Martha Frayde, co-founder of Cuba’s human rights movement, dies


Martha Frayde Barraqué, a founder and leading figure of Cuba’s human rights movement and a sharp critic of the Fidel and Raúl Castro governments for decades, died Wednesday in Madrid, Spain, Juan Tamayo reports for The Miami Herald. She was 93 years old.

Frayde started out like many Cubans as an enthusiastic supporter of Fidel Castro even before his revolution toppled the Fulgencio Batista dictatorship in 1959 and promised democracy.

But she turned against him as Castro imposed a communist system on the island, denied human and civil rights to its citizens and jailed tens of thousands who opposed his rule peacefully.

“I wanted to do something big for my country,” she told El Nuevo Herald in a 2008 interview. “Castro fooled us all, starting with me. The visionaries [who foresaw Castro’s dictatorship] from the start were a minority.”

As a dictator, she added, Castro made Batista “look small.”

Born in Havana, Frayde graduated from the University of Havana’s School of Medicine in 1946 and went on to postgraduate studies at McGill and Montreal Universities in Canada. On her return to Cuba, she was active in the Orthodox Party.

Castro named her to head the National Hospital and the School of Nursing in Havana and later as Cuba’s ambassador to the U.N. Educational, Scientific and Cultural Organization (UNESCO), a post she resigned in 1965.

She began openly criticizing Castro and in 1976 founded the first peaceful opposition group on the island, the Cuban Committee for Human Rights, with Ricardo Bofill. Elizardo Sanchez Santa Cruz and brothers Gustavo and Sebastian Arcos Bergnes joined shortly afterward, becoming the elder statesmen of the dissident movement.

Sanchez Santa Cruz remains in Cuba, heading the Cuban Committee for Human Rights and National Reconciliation. Bofill lives in Miami and the Arcos Bergnes brothers passed away, one in 1997 and the other in 2006.

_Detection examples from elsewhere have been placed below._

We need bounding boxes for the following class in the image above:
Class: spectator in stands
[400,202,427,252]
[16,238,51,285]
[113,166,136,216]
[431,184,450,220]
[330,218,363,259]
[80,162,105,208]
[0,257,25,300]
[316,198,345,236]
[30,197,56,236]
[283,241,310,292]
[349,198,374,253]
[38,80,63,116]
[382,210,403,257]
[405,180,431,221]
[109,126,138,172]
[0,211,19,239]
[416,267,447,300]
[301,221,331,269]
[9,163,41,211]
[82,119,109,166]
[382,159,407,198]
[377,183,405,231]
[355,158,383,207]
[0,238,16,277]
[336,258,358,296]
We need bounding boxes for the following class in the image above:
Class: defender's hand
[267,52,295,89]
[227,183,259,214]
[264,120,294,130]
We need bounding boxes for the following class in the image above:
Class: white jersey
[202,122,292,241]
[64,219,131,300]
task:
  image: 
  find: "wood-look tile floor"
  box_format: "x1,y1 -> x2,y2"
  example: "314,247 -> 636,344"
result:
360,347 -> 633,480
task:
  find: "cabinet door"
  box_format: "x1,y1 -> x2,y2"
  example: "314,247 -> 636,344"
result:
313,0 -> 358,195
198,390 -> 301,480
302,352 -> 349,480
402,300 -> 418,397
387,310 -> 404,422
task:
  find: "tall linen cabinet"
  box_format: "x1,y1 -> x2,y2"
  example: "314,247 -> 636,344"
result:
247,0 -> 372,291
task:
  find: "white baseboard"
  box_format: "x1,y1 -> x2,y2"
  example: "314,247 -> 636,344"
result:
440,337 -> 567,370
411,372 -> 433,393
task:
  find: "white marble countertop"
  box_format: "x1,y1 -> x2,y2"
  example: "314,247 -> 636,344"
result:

Frayde was arrested in 1975, accused of “counterrevolutionary” activities and sentenced to 29 years in prison. Under international pressures, Castro freed her in 1979 after she agreed to leave the country. She went into exile in Spain.

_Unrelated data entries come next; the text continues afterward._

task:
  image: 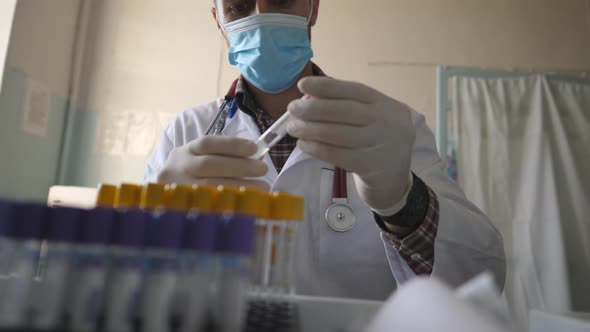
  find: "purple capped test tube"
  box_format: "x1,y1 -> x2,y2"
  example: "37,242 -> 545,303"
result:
0,203 -> 48,328
215,215 -> 255,331
140,212 -> 186,332
65,208 -> 117,332
28,207 -> 82,329
0,201 -> 16,276
173,212 -> 221,332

In 2006, she donated her documents to the Cuban Heritage Collection and her collection of Cuban paintings to the Lowe Art Museum, both at the University of Miami. Among her many artist friends were Cuban masters René Portocarrero, Wifredo Lam, Carlos Enriques, Víctor Manuel, Amelia Peláez and Mariano Rodríguez.

Exiled in Spain, she remained the European representative for the Cuban Committee for Human rights and distributed its denunciations of abuses and the horrible conditions in Cuban prisons.

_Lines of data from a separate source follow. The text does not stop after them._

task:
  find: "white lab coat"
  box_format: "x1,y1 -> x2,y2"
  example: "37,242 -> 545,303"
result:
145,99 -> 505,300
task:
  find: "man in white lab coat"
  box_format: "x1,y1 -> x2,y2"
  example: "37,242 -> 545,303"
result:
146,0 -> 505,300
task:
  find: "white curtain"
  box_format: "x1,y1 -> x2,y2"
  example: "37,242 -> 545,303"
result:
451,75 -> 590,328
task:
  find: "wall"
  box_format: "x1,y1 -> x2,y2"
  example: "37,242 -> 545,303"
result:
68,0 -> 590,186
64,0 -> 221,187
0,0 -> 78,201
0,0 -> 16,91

She was reported to have said that she wanted to live just five minutes longer than Fidel Castro, but in her interview with El Nuevo she cautioned against any attempts to settle scores in a post-Castro era.

“We will have to move with much patience, tolerance and intelligence,” she declared, “placing the desire to help the nation advance above all else.”